The utility model discloses the technical scheme who adopts does:
an atomic spectrum detection device for 3D printing field analysis comprises a photochemical vapor generation system, a hydride generation system, a gas-liquid separation system and a PD excitation source system which are all printed in a 3D way;
a photochemical vapor generation system for generating a volatile target analyte after performing ultraviolet light reaction on the solution in the presence of a low molecular weight organic acid formic acid;
the hydride generating system is used for carrying out hydroboration reaction on different solutions to generate gaseous hydride;
the gas-liquid separation system is respectively communicated with the photochemical steam generation system and the hydride generation system and is used for carrying out gas-liquid separation on the volatile target analyte generated by the photochemical steam generation system or carrying out gas-liquid separation on the gaseous hydride generated by the hydride generation system;
and the PD excitation source system is respectively communicated with the gas-liquid separation system and the CCD spectrometer and is used for sending the gas-phase analyte separated by the gas-liquid separation system into the point discharge micro-plasma for excitation, recording an atomic emission peak signal generated by the excitation source system by the CCD spectrometer and then carrying out integral analysis.

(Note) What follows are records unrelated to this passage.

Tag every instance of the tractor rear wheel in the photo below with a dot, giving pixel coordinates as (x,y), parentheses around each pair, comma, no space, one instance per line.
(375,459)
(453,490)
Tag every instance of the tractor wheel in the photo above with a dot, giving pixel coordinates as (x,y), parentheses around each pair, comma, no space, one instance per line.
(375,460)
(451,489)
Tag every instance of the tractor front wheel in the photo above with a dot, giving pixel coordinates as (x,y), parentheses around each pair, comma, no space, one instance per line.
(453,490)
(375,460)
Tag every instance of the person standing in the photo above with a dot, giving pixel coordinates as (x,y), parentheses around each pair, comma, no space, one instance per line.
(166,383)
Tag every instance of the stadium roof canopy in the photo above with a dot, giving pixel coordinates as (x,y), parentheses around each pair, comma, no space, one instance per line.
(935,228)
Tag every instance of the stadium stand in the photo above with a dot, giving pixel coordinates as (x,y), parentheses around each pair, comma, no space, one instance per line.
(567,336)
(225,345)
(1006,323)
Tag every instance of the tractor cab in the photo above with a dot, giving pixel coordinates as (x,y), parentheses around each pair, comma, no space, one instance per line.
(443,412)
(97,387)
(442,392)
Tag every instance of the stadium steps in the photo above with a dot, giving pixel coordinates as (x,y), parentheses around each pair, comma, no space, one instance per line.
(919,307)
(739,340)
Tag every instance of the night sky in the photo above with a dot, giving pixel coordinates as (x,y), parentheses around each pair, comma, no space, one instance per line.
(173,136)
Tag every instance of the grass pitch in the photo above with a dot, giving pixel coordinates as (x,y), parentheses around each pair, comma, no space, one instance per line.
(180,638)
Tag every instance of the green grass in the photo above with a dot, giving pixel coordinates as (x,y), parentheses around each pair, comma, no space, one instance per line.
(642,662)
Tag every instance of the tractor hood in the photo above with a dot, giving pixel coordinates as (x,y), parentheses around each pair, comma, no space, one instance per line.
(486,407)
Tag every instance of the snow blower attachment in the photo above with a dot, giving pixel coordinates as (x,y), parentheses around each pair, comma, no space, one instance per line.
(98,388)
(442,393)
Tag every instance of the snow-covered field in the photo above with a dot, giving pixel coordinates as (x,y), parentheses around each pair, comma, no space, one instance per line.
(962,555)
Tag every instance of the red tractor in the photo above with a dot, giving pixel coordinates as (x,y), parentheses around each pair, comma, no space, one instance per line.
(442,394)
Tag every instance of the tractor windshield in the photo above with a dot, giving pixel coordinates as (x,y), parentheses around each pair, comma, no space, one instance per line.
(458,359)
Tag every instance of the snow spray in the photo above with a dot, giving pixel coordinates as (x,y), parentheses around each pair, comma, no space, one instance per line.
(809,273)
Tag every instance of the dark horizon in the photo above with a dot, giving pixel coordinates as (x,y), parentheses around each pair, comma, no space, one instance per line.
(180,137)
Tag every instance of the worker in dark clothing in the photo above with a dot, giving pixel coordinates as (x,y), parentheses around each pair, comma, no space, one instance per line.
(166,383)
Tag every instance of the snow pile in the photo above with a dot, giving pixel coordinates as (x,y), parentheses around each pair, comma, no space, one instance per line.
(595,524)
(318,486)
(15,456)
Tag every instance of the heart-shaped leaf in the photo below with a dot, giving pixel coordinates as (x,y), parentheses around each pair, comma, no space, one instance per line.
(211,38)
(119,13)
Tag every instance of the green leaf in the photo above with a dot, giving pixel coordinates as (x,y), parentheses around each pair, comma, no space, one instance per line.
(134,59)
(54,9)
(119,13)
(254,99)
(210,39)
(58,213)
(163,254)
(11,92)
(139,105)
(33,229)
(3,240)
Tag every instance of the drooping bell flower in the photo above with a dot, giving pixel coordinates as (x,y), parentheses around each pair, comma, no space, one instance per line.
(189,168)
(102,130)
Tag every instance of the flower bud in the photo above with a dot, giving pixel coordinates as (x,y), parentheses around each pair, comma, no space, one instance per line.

Further preferably, the gas-liquid separation system comprises a primary gas-liquid separator and a secondary gas-liquid separator which are communicated with each other, the primary gas-liquid separator is respectively communicated with the photochemical steam generation system and the hydride generation system, and the secondary gas-liquid separator is communicated with the PD excitation source system.
It is still further preferred that the primary gas-liquid separator is connected to a carrier gas introducing pipe and a waste liquid discharging pipe.
More preferably, the photochemical steam generation system comprises a lamp holder, an ultraviolet lamp and a first liquid inlet pipeline, wherein an irradiation cavity is arranged in the lamp holder, and the ultraviolet lamp is arranged in the irradiation cavity; the outer winding of ultraviolet lamp has quartz spiral coil, and first feed liquor pipeline penetrates and links to each other with quartz spiral coil's one end after shining the intracavity, and quartz spiral coil's the other end is drawn forth and is shone the chamber and be connected with a gas-liquid separator behind the chamber.
It is further preferred that a layer of aluminum foil is mounted on the lamp holder outside the ultraviolet lamp.
It is further preferred that the aluminum foil is mounted on the inner wall of the irradiation chamber or on the outer wall of the lamp holder.
It is further preferred that the hydride generation system, the primary gas-liquid separator, the secondary gas-liquid separator and the PD excitation source system are all mounted on the upper end of the lamp holder.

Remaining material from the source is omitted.